ICC Note: Although President Obama's trip to Burma is now complete, the following statements by various Congressional leaders offer some insight into the ongoing human rights violations taking place in the formerly militaristic dictatorship. This includes violence and even military operations against the predominantly Christian Chin, Karen, and Kachin ethnic groups. Unfortunately President Obama choose not to highlight these issues during his visit, the first of its kind for any U.S. president.

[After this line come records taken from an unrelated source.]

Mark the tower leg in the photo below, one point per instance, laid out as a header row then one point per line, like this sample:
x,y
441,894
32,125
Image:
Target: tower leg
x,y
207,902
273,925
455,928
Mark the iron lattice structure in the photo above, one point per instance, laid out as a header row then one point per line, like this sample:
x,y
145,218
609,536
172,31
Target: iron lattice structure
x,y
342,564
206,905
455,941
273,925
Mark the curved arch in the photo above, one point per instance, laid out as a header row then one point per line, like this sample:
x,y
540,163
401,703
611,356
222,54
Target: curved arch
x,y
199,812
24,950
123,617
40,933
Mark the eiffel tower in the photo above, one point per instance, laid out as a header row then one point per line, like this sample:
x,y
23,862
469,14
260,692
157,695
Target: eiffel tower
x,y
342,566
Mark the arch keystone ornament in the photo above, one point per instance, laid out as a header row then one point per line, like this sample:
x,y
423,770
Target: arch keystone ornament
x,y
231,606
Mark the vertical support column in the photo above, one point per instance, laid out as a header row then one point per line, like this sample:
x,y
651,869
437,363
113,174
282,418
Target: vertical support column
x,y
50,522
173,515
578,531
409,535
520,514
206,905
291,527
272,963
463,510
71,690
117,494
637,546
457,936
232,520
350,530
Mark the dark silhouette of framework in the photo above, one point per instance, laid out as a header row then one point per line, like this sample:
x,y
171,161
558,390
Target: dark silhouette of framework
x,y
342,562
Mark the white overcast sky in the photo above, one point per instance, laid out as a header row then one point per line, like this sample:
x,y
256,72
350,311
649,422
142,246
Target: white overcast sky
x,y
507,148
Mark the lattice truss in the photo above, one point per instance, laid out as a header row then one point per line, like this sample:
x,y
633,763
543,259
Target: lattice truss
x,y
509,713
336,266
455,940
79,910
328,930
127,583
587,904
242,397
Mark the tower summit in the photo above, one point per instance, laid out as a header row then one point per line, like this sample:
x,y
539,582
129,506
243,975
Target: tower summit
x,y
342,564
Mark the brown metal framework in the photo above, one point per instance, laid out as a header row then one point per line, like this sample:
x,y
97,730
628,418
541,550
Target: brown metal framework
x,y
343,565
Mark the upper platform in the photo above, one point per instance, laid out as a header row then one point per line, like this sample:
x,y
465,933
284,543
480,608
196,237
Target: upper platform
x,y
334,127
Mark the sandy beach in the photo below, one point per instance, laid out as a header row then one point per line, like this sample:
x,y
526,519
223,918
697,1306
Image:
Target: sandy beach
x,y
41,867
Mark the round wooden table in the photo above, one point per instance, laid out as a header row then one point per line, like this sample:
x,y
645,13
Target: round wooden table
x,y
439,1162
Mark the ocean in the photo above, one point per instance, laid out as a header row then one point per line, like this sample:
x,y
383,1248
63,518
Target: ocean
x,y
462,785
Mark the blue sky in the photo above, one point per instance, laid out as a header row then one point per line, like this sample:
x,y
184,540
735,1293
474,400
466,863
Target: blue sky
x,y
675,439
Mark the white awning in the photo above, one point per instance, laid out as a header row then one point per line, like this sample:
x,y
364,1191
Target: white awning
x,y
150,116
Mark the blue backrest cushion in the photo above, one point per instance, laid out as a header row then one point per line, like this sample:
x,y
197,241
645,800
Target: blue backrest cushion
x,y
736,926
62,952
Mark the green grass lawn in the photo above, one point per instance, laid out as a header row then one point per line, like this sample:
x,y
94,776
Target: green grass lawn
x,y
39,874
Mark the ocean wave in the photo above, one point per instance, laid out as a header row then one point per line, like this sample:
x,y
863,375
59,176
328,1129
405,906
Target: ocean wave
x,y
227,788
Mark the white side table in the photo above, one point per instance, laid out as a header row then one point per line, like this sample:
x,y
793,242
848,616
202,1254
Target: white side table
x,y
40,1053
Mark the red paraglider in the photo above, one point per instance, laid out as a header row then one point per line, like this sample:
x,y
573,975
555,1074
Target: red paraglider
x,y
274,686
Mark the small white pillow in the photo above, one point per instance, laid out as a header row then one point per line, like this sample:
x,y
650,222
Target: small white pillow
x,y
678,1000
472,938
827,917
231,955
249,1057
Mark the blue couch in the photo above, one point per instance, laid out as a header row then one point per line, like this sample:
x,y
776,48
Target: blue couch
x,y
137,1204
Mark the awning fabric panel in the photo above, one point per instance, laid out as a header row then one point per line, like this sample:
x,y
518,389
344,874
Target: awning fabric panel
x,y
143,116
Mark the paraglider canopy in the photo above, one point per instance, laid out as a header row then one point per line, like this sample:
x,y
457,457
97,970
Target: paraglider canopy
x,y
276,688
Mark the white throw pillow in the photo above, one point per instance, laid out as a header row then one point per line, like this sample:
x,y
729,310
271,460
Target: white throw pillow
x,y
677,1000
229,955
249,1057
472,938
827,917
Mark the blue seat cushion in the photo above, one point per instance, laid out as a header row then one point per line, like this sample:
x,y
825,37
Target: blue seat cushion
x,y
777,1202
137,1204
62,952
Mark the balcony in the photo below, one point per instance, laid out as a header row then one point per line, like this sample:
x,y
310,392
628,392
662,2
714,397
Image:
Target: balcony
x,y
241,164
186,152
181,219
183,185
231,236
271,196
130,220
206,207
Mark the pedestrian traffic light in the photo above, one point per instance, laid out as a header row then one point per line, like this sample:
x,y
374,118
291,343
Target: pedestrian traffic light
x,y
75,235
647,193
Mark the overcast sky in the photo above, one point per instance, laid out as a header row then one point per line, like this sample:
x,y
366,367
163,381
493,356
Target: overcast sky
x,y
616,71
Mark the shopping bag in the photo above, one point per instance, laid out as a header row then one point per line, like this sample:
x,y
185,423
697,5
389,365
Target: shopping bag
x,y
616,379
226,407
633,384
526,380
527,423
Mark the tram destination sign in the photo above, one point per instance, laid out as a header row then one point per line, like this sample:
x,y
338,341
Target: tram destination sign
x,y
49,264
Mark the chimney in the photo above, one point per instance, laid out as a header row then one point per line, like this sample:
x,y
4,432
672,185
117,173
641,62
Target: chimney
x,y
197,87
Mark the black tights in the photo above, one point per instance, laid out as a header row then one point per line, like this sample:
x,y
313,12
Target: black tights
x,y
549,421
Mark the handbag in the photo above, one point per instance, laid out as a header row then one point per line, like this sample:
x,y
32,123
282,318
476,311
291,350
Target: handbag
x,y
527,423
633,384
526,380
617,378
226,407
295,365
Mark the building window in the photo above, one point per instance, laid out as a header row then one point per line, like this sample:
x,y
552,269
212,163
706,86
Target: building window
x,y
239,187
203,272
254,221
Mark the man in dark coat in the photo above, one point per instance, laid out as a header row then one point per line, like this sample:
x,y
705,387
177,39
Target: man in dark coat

11/22/2012 Washington D.C. (franks.house.gov) - Today, Congressman Trent Franks (R-AZ), along with twenty colleagues from the Senate and House, including Senators Rubio (R-FL) and Wyden (D-OR), and Congressmen Wolf (R-VA) and Pitts (R-PA), sent a letter to President Obama urging him to underscore current human rights atrocities in Burma that threaten future peace and stability, including the cessation of violence against the Kachin, Rohingya, and Chin people.
Congressman Trent Franks:
"Burma desperately needs serious political dialogue within the framework of a robust peace process to resolve ongoing ethnic and religious conflict. The overwhelming bipartisanship on our letter to President Obama demonstrates that the U.S. foreign policy 'Asia Pivot' must not forget the importance of including legitimate ethnic and democracy leaders in our negotiations with the Burmese government. The outcome of Burma's ethnic and religious crisis will be the ultimate indicator of the long-term stability of Burma's emerging democracy.
Senator Ron Wyden:
“Burma has made progress on the path to freedom and democracy. However, the recent spike in ethnic violence shows that there’s a long way to go before Burma is a truly democratic country,” Senator Ron Wyden said. “President Obama can use his historic trip to Burma to call for genuine dialogue between Burma’s ethnic minorities and the government so that a lasting, mutually acceptable solution can be achieved.”
Senator Marco Rubio:
“The recent political reforms in Burma are a promising sign of democratization but the U.S. must continue to advocate for the rights of all ethnic and religious groups within Burmese society. As the U.S. and Burma work on strengthening our bilateral relationship, the respect of human rights will always be a top priority for the U.S.”
Congressman Frank Wolf:
“The promotion of human rights must be a cornerstone of U.S. foreign policy,” Rep. Wolf said. “In his famous Constitution Day speech, President Ronald Reagan described our founding documents as a ‘covenant we have made not only with our ourselves, but with all of mankind.’ We risk breaking that covenant with the people of Burma if we do not champion their cause during this critical time.”
Congressman Joseph Pitts:
“Burma is in need of further and ongoing dialogues to establish peace. The ongoing ethnic and violation on multiple fronts is proof of that. President Obama’s visit carries significant weight in establishing the United States' interest in establishing this peace, but it cannot legitimately do so without advocating that all parties be involved and be represented equally in all dialogues. I am glad to have participated in this bipartisan advocacy, and I hope that President Obama heads our concerns for the good of all the victims in this troubled land.”